Gendersensible Regionalentwicklung – Genderorientierte Regionalpolitik

Am 1. September fand im Rahmen des Forschungsmarktes von Regiosuisse ein Thementisch „Gendersensible Regionalentwicklung“ statt. Der Erfahrungshintergrund der Teilnehmerinnen und Teilnehmer war sehr unterschiedlich, von der Regionalmanagerin, die sich bis jetzt kaum mit dem Thema beschäftigt hat, bis zur österreichischen Fachfrau, die sich in Wien mit Gender-Budgeting, einer Prüfung aller Budgedposten hinschichtlich der Auswirkungen auf die geschlechterspezifischen Lebensbedingungen, beschäftigt. Ich möchte die Diskussion zum Anlass nehmen das Thema auf den Blog zu setzen
– Diskussionbeiträge sind sehr willkommen!

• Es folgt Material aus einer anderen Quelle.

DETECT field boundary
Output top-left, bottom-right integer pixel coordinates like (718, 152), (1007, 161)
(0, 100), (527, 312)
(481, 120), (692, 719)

Die Regionalpolitik ist ein Politikbereich, der nicht explizit auf die Förderung der Gleichstellung von Frauen und Männern zielt, jedoch mit ihren Massnahmen, sei es bei der Infrastruktur- oder Unter­neh­mensförderung, wichtige Auswirklungen auf die Geschlechterverhältnisse hat. Gleichstellung ist bis jetzt kaum ein Thema im Zusammen­hang der schweizerischen Regionalpolitik. Dies, trotz der neuen Ausrichtung der Regionalpolitik im Rahmen der „Neuen Regionalpolitik“ (NRP) seit 2008 mit einem starken Fokus auf der optimalen Ausschöpfung von lokalen Ressourcen, insbesondere von Human­ressourcen, und der Tatsache, dass in den umliegenden Ländern der EU Gleichstellungs­massnahmen im Sinn des Gender Mainstreaming im Zusammenhang von Regionalentwicklungsprojekten seit gut einer Dekade Pflicht sind.

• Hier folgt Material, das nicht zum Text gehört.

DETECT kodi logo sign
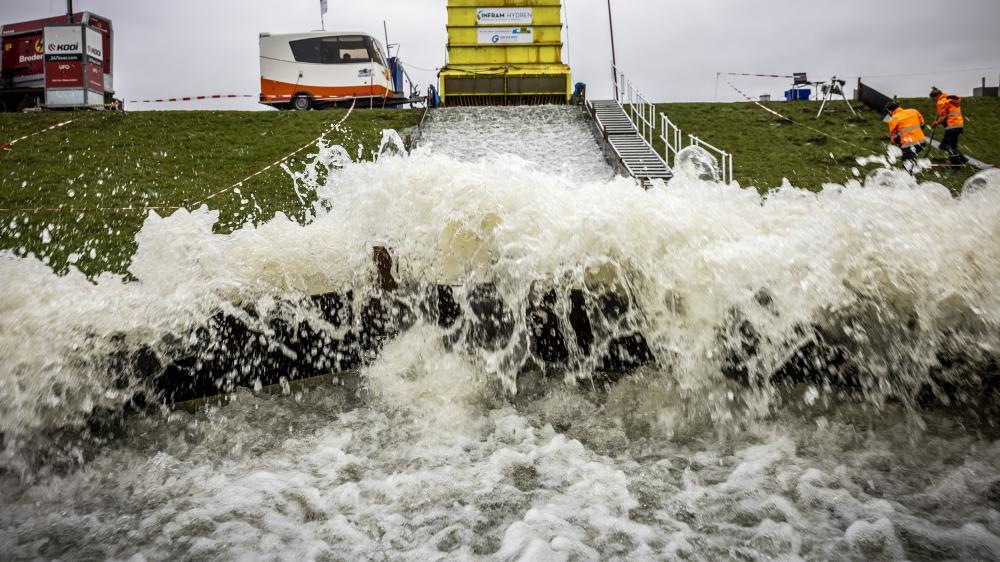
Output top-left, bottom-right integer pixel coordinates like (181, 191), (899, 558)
(49, 43), (80, 53)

Seit dem 1. Januar 2008 ist das Bundesgesetz über Regionalpolitik vom 6. Oktober 2006 in Kraft. „Dieses Gesetz soll die Wettbewerbsfähigkeit einzelner Regionen stärken und deren Wertschöpfung erhöhen und so zur Schaffung und Erhaltung von Arbeitsplätzen in den Regionen, zur Erhaltung einer dezentralen Besiedlung und zum Abbau regionaler Disparitäten beitragen.“ (vgl. BRP, Art. 1). Mit diesem Gesetz möchte man das unternehmerische Denken und Handeln in den Regionen sowie die Innovationsfähigkeit fördern und dafür möglichst alle regionalen Potenziale ausschöpfen. Nicht mehr Infrastrukturförderung sondern die Humanressourcen stehen im Vordergrund.

Das wirtschaftliche Umfeld hat sich verändert. Der Agrarsektor hat von der direkten wirtschaftlichen Wertschöpfung her gesehen weiter an Bedeutung verloren. Bergbauernfamilien sind in erster Linie zu Landschaftspflegern geworden. Viele Kleingewerbe gibt es nicht mehr, ihre Dienste werden nicht mehr nachgefragt, oder Kleinbetriebe wurden und werden von grösseren geschluckt. Die öffentliche Hand mit den bisher gut abgesicherten Arbeitsplätzen zieht sich zurück. Sowohl der Tourismus als auch die Industrielle Fertigung stehen in globaler Konkurrenz. Bestehen kann, wer Masse bringt oder die Nische findet. Die Mobilität von Menschen und Informationen ist entscheidend grösser geworden.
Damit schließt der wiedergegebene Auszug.